Naively maybe, I assumed that segfaults will only occur if I access memory I don’t own. Therefore, in Julia, with bounds checking turned on, it simply shouldn’t occur?
I’ve now run into a case where the opposite happens. I don’t know where to start debugging. I can’t even judge whether this is a problem in my code or in a library I’m using (if the latter, then likely Zygote) or in Julia itself. More on my code below (I apologize that I was unable to produce a MWE.), but here are the observations for now, all with Julia 1.7.1, on an M1, compiled from source. (It appears it does not occur with downloaded versions of 1.6.4, 1.7.0, 1.7.1 - rosetta; but it does occur with a downloaded version of Julia 1.7.1 - native M1.)

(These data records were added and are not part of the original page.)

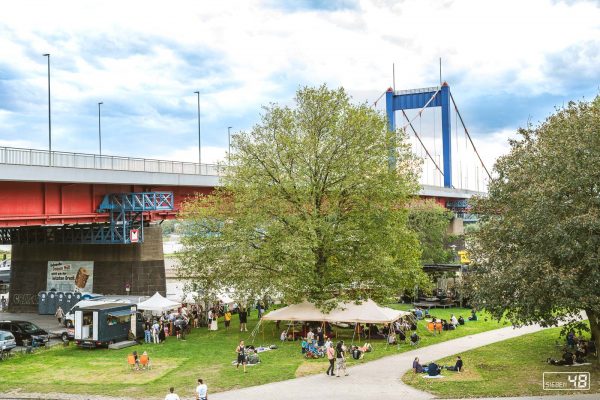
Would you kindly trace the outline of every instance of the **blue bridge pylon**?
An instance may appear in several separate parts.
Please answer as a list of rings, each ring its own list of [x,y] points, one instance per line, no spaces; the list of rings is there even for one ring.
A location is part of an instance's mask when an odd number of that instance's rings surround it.
[[[402,90],[394,92],[391,88],[385,94],[385,109],[388,118],[388,129],[396,130],[395,111],[423,109],[426,107],[442,108],[442,157],[444,187],[452,186],[452,152],[450,135],[450,86],[444,82],[440,87]]]

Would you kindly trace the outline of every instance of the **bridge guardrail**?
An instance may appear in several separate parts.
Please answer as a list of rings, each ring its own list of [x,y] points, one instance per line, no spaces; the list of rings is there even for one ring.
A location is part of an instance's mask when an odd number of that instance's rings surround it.
[[[52,162],[50,162],[50,157],[52,157]],[[50,155],[47,150],[2,146],[0,146],[0,164],[212,176],[221,176],[224,172],[221,167],[215,164],[198,164],[136,157],[100,156],[97,154],[65,151],[53,151]]]

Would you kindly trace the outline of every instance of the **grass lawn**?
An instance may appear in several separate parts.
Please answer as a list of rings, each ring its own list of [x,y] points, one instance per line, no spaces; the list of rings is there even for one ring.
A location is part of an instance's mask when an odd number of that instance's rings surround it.
[[[600,393],[597,362],[580,367],[559,367],[546,362],[548,357],[562,356],[561,346],[556,345],[557,340],[564,344],[559,332],[560,328],[547,329],[462,353],[465,371],[444,371],[443,379],[423,379],[410,371],[402,380],[443,398],[566,395],[576,392],[543,390],[542,373],[585,371],[591,373],[591,391],[577,393]],[[448,357],[438,364],[454,365],[455,360]]]
[[[392,305],[398,309],[408,309],[408,305]],[[467,316],[468,310],[447,309],[433,310],[432,314],[439,318],[449,319],[450,314]],[[41,350],[33,355],[15,356],[0,362],[0,391],[21,389],[24,392],[63,392],[74,394],[98,394],[108,396],[127,396],[133,398],[163,398],[168,387],[175,386],[180,395],[192,395],[197,378],[208,383],[210,392],[218,392],[260,385],[268,382],[291,379],[298,376],[324,372],[327,369],[326,359],[306,360],[300,352],[299,342],[279,341],[279,333],[275,332],[274,323],[265,324],[263,333],[257,335],[255,346],[277,344],[279,349],[261,353],[262,363],[248,367],[243,374],[241,368],[236,370],[231,362],[236,358],[235,348],[239,340],[246,340],[257,323],[256,310],[249,318],[249,332],[239,332],[236,315],[232,319],[232,327],[226,332],[220,321],[219,330],[209,332],[206,328],[194,329],[186,341],[177,341],[170,337],[163,344],[143,344],[122,350],[84,350],[73,345],[63,348],[54,347]],[[467,322],[456,331],[443,332],[442,335],[431,335],[423,323],[419,324],[421,346],[454,339],[502,327],[494,321],[484,320],[481,315],[476,323]],[[283,323],[282,323],[283,326]],[[352,330],[338,330],[339,338],[348,342]],[[367,353],[360,363],[368,362],[387,355],[411,349],[408,344],[386,346],[382,340],[371,341],[372,353]],[[133,350],[139,354],[148,351],[153,369],[150,371],[130,371],[127,355]],[[349,365],[356,362],[349,360]]]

The script tests some rrule
implementations by constructing some simple nonlinear models, differentiating them with Zygote (using the custom rrule
implementations) and then checking them with finite differences. The following tests all run ok with all tests passing, and no segfaults:
julia --project=.. test_admodel.jl
julia --project=.. --check-bounds=yes test_admodel.jl
julia -O3 --project=.. test_admodel.jl
But if I turn on bounds checking AND O3, I get a segfault in one of the tests:
julia -O3 --project=.. --check-bounds=yes test_admodel.jl
NOTE: After the last PR, this has actually changed - but can still reproduce the same behaviour if test_admodel.jl is replaced with runtests.jl. So it is not entirely reproducible, but I guess this is not unusual for segfaults; small changes to the code can change the behaviour?

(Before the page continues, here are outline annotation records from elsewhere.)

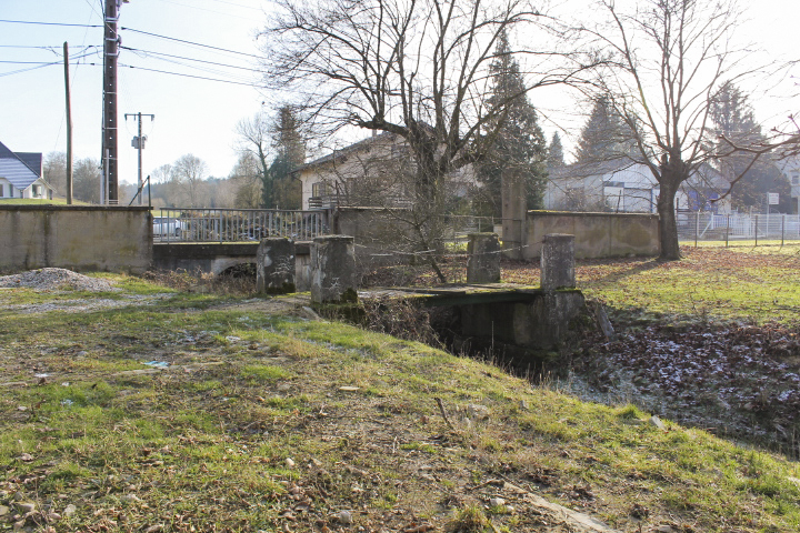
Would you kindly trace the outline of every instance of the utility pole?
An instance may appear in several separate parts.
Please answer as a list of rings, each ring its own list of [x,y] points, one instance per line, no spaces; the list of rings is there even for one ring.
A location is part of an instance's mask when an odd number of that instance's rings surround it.
[[[72,103],[69,87],[69,44],[64,41],[64,90],[67,98],[67,205],[72,205]]]
[[[117,147],[117,56],[119,33],[117,21],[119,6],[128,0],[106,0],[103,42],[103,142],[102,155],[107,160],[106,195],[109,204],[119,202],[118,147]]]
[[[128,117],[133,117],[137,122],[139,123],[139,134],[133,138],[133,141],[131,142],[131,147],[139,150],[139,188],[137,191],[139,191],[138,198],[139,198],[139,205],[142,204],[141,201],[141,189],[142,189],[142,178],[141,178],[141,151],[144,150],[144,141],[147,141],[147,135],[142,137],[141,134],[141,118],[142,117],[150,117],[150,121],[152,122],[156,119],[154,114],[142,114],[142,113],[126,113],[126,120],[128,120]]]

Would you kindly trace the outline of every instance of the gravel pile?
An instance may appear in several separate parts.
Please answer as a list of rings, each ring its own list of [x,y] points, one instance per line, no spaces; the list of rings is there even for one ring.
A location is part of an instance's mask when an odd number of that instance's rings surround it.
[[[89,278],[67,269],[29,270],[21,274],[0,276],[0,288],[19,286],[36,291],[71,289],[74,291],[109,292],[119,290],[108,280]]]

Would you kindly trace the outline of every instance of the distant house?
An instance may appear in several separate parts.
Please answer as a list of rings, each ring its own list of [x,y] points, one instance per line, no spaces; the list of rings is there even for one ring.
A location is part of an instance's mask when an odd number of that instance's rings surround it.
[[[410,203],[413,158],[393,133],[373,134],[303,164],[294,171],[302,183],[302,209],[403,207]],[[476,181],[470,167],[449,174],[448,190],[463,197]]]
[[[730,212],[730,197],[717,201],[730,188],[724,177],[702,165],[681,184],[676,210]],[[544,207],[566,211],[656,213],[660,188],[650,169],[624,160],[570,164],[550,172]]]
[[[11,198],[52,200],[53,188],[42,178],[42,154],[12,152],[0,142],[0,201]]]
[[[800,213],[800,157],[783,159],[778,168],[791,185],[791,213]]]

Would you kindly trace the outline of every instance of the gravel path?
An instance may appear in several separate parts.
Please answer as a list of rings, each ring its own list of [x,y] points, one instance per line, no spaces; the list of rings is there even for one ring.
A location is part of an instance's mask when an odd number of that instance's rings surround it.
[[[29,270],[21,274],[2,275],[0,276],[0,288],[27,288],[36,291],[53,291],[58,289],[88,292],[119,291],[108,280],[89,278],[67,269],[39,269]]]

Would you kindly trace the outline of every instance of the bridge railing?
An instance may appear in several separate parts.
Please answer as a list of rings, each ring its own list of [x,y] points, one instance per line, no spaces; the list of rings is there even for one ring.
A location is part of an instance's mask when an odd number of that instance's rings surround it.
[[[156,242],[244,242],[267,237],[311,240],[329,232],[326,210],[276,209],[153,210]]]

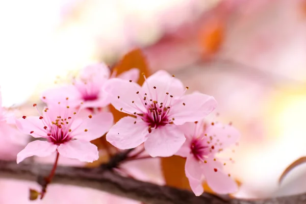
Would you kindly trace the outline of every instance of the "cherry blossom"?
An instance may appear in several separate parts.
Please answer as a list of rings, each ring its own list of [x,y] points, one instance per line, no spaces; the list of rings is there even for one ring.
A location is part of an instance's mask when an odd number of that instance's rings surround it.
[[[83,108],[104,107],[109,104],[102,87],[110,78],[110,69],[104,63],[89,65],[80,73],[79,78],[72,80],[72,84],[66,84],[44,91],[42,100],[47,103],[63,101],[66,97],[69,98],[70,106],[78,105],[83,102]],[[114,77],[113,74],[111,78]],[[139,71],[133,68],[125,71],[118,77],[123,79],[138,80]]]
[[[118,121],[107,140],[120,149],[144,142],[151,157],[173,155],[185,141],[177,125],[203,118],[217,105],[212,96],[197,92],[184,95],[187,89],[162,70],[148,78],[142,87],[132,80],[109,80],[105,90],[112,105],[132,117]]]
[[[0,159],[16,159],[17,153],[27,143],[27,138],[15,126],[15,113],[2,107],[0,92]]]
[[[236,144],[240,134],[231,125],[203,124],[203,122],[188,122],[180,127],[186,140],[175,155],[187,158],[185,173],[196,196],[203,192],[203,179],[216,193],[234,193],[237,190],[237,185],[231,174],[224,172],[223,166],[226,163],[221,162],[216,155]]]
[[[68,101],[68,100],[67,100]],[[98,158],[97,147],[90,142],[106,133],[113,122],[111,113],[79,117],[76,110],[66,104],[48,105],[39,116],[22,116],[16,120],[20,131],[44,140],[29,143],[17,156],[17,163],[33,156],[46,157],[57,151],[60,155],[82,162]],[[36,105],[33,105],[36,107]]]

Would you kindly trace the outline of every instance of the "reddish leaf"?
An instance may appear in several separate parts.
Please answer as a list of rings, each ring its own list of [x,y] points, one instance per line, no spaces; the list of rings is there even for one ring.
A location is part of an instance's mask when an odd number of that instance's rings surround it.
[[[189,182],[185,173],[186,158],[174,156],[161,158],[161,161],[162,170],[167,185],[191,190]]]
[[[295,160],[293,163],[291,163],[287,168],[284,171],[280,177],[279,177],[279,179],[278,180],[278,184],[280,184],[284,178],[286,177],[286,176],[290,172],[292,169],[297,167],[297,166],[302,164],[303,163],[306,162],[306,157],[301,157],[300,158]]]
[[[189,182],[185,172],[185,165],[186,158],[178,156],[172,156],[161,158],[162,170],[166,184],[182,189],[191,190]],[[238,180],[235,180],[238,186],[241,185],[241,183]],[[206,182],[202,184],[204,192],[216,194],[208,186]],[[231,196],[231,195],[230,195]]]
[[[122,59],[115,66],[114,70],[116,70],[118,75],[132,68],[138,68],[140,74],[144,73],[146,77],[150,75],[150,71],[145,58],[140,49],[134,49],[124,56]],[[141,74],[138,83],[141,85],[144,82],[144,79]],[[127,115],[117,111],[112,106],[110,106],[109,108],[114,115],[115,122],[118,121],[120,118]]]
[[[220,49],[224,38],[224,20],[221,18],[212,18],[200,30],[199,40],[203,57],[209,57]]]
[[[144,73],[146,76],[149,75],[149,70],[145,61],[144,55],[141,50],[139,49],[136,49],[132,50],[126,54],[122,59],[116,65],[113,69],[116,70],[117,75],[120,74],[124,71],[129,70],[132,68],[137,68],[139,69],[140,73]],[[144,78],[141,75],[139,77],[138,84],[142,85],[144,82]],[[116,110],[112,106],[109,106],[110,111],[114,115],[114,120],[116,122],[120,118],[127,115],[127,114],[122,113]],[[115,153],[117,149],[112,145],[110,143],[106,141],[105,135],[93,140],[92,142],[98,147],[98,149],[104,149],[108,154],[104,156],[100,156],[97,161],[93,162],[92,163],[89,163],[87,166],[89,167],[96,167],[101,164],[106,163],[108,161],[110,157]]]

I would be very grateful for any general thoughts how segfaults might occur when all bounds-checking is turned on, or directions on where to best file this as a bug report.
Full segfault report:
signal (11): Segmentation fault: 11
in expression starting at /Users/ortner/gits/ACE.jl/test/test_admodel.jl:97
ntuple at ./ntuple.jl:0
unknown function (ip: 0x10e05e667)
_jl_invoke at /Users/ortner/gits/julia17/src/gf.c:0 [inlined]
jl_apply_generic at /Users/ortner/gits/julia17/src/gf.c:2429
getindex at ./range.jl:373
jfptr_getindex_30379 at /Users/ortner/gits/julia17/usr/lib/julia/sys.dylib (unknown line)
_jl_invoke at /Users/ortner/gits/julia17/src/gf.c:0 [inlined]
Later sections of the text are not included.